Polnischer Filmemacher zeigte in Cannes Putin-Biopic mit KI

Was wohl der echte Putin davon hält?
Am Ende stirbt Putin. "Es sollte ein Happy End sein", sagte der polnische Filmemacher Patryk Vega, der am Rand des Filmfestivals von Cannes seine Film-Biografie über den russischen Präsidenten Wladimir Putin vorgestellt hat. Da der echte Putin nicht verfügbar war, hat ihn Vega mit Hilfe von KI als Deep Fake auftreten lassen - eine Technologie, die in der Filmwelt viele fasziniert, aber auch abschreckt, weil sie um Jobs und die Authentizität der Filme fürchten.

Zunächst habe er seine Filmfigur mit Hilfe realer Aufnahmen von Putin kreieren wollen, erzählte der Pole, der bisher vor allem Gangsterfilme gedreht hat. Doch die Qualität sei für eine große Leinwand nicht gut genug gewesen. Künstliche Intelligenz (KI) "muss gefüttert werden. Es braucht 20.000 Bilder in hoher Auflösung, damit es funktioniert." Stattdessen habe er eine neue Technologie entwickelt, die einem realen Schauspieler mit derselben Statur wie Putin mit Hilfe von KI dessen Gesicht verschafft.

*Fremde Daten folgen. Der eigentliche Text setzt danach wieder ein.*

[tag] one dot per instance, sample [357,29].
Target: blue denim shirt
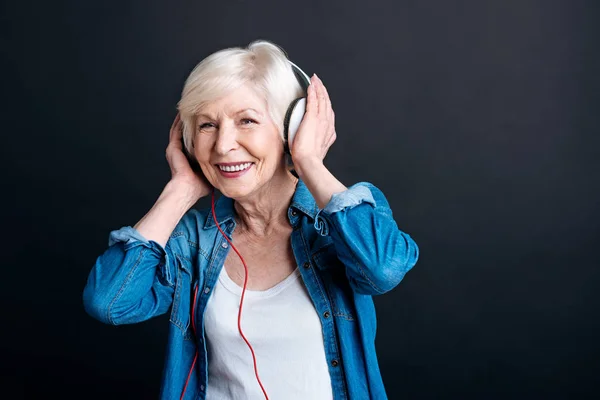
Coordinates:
[347,252]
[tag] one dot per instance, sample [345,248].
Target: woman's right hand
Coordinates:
[182,173]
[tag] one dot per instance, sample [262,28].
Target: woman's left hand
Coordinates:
[316,132]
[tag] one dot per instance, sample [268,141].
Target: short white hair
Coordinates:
[262,64]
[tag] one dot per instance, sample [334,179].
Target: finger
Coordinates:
[332,139]
[320,96]
[311,100]
[175,127]
[326,98]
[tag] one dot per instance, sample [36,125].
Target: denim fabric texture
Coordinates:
[347,252]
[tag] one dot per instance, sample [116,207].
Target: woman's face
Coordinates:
[237,144]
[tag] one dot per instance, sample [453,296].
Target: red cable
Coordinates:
[242,299]
[239,313]
[194,330]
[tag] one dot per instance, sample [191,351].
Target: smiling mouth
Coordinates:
[235,168]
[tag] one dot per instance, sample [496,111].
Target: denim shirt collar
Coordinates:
[302,201]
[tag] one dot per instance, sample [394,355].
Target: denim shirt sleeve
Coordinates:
[132,281]
[375,252]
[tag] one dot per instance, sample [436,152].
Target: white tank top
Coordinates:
[284,329]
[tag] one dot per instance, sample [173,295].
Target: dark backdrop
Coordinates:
[477,119]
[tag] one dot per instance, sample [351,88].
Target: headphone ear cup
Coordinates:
[292,120]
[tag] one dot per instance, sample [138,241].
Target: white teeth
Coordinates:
[235,168]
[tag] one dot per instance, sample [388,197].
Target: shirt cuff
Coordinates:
[127,235]
[352,197]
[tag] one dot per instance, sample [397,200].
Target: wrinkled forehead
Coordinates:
[244,99]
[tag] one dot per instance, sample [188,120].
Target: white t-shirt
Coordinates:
[284,329]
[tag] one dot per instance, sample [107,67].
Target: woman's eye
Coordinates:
[206,125]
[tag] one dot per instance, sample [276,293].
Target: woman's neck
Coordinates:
[265,212]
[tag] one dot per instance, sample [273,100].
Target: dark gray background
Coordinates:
[478,120]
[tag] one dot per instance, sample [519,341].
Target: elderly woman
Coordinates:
[289,313]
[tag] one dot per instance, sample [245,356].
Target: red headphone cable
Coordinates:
[239,313]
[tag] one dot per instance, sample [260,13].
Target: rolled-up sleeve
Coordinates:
[133,280]
[376,253]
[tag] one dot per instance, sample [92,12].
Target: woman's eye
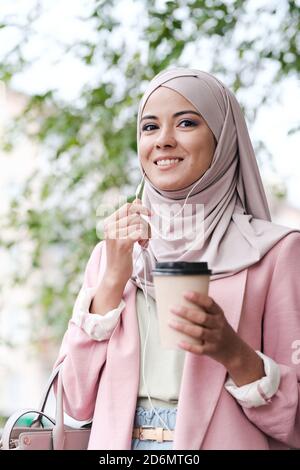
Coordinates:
[146,127]
[188,122]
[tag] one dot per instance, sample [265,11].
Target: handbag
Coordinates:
[56,436]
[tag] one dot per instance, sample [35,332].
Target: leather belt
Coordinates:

Der Effekt ist verblüffend. Im Film ist Putin zu sehen, wie man ihn kennt - in Diktatorenpose, an barocken Schreibtischen, aber auch wie er Klavier spielt und sich im Krankenbett in die Hose gemacht hat. "Ich wollte in den Kopf von Putin hineinkriechen", betonte Vega. Sein Film sei eine Art "Gebrauchsanleitung" für den russischen Präsidenten. "Putin ist nicht verrückt. Aber bei ihm dreht sich alles um sein Ego", meint der Regisseur, der kurz nach Beginn des Ukraine-Kriegs die Idee zu dem Film hatte. Das Ergebnis ist eine Mischung aus politischem Thriller und psychologischem Porträt des russischen Machthabers, das etwa 60 Jahre seines Lebens umfasst.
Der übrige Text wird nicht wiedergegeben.